# For All You Turkey Hunters



## bar-d (Feb 3, 2010)

Not a turkey hunter myself but I like to watch them. Especially a big ol' struttin' tom. These were right out my back door this morning. Sorry about the shaky video, I had only had one cup of coffee. I have a place 1/2 mile south that I have seen as many as 24 birds out in the field every day this week.


----------



## Mattuk (Oct 16, 2010)

Nice video bar-d thanks for sharing. How many coffee's do you need? Coffee yuk!


----------



## youngdon (Mar 10, 2010)

Yeah thanks for sharing Danny. I was waiting for the BOOM and dust cloud followed by a flopping bird.


----------



## On a call (Mar 3, 2010)

Danny you lucky dog !

Nice goobleler too I kept looking for his ladies...but then got to see them at the end.

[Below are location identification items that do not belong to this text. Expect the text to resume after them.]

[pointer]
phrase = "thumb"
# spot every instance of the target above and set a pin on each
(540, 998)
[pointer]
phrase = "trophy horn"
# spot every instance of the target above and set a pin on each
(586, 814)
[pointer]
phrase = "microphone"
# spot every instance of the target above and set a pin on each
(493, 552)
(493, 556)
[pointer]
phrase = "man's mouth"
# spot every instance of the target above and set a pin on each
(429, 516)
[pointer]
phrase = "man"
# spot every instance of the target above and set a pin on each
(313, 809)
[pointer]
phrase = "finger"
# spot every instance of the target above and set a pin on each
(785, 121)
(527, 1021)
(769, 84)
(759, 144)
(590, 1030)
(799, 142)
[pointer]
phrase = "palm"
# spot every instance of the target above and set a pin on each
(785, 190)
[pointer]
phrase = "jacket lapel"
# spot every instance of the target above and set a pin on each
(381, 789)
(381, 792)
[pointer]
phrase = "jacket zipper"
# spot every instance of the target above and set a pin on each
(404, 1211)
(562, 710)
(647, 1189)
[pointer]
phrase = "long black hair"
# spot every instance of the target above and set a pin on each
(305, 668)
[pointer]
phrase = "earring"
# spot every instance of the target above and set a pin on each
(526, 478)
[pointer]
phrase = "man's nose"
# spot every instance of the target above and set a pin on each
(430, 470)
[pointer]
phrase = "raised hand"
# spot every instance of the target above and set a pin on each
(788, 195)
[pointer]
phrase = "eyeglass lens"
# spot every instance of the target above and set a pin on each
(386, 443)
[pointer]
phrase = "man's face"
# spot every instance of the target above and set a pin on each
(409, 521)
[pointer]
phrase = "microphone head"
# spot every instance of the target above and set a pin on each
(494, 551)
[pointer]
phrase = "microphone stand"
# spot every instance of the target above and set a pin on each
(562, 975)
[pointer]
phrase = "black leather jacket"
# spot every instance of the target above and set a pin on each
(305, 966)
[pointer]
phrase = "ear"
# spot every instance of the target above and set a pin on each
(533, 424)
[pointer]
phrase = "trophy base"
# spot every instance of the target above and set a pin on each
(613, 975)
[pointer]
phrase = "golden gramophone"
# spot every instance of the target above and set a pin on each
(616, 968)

Good job and thank you for sharing !


----------



## bar-d (Feb 3, 2010)

Mattuk said:


> Nice video bar-d thanks for sharing. How many coffee's do you need? Coffee yuk!


Normally just one cup will do but it has been a long week.


----------



## ReidRH (Feb 1, 2010)

Good Video Man!! Nice Bird! Too I Love to watch them too! I had a incident a few years ago I pulled up to an oilwell site in my company truck and there were 5 gobblers strutting their stuff just off the site. when they started in the woods I started calling them with my mouth they came back out right in front of the truck strutting and gobbling this went of for about 15 minutes the truck was running the whole time they paid it No Attention whatsoever!! Just one of the Craziest things I ever Saw!! By The Way I forgot to mention it was Opening Day of the Season!! I will remember that scene for the rest of my Days!


----------



## ebbs (Feb 7, 2010)

Man that gets my blood boiling. Gotta love the big struttin' tom!


----------



## hassell (Feb 9, 2010)

Well done bar-d, should have been throwing some bread crumbs to him-- would have cut down on time stuffing him later! HA!!


----------



## youngdon (Mar 10, 2010)

LOL Good thinking Rick.


----------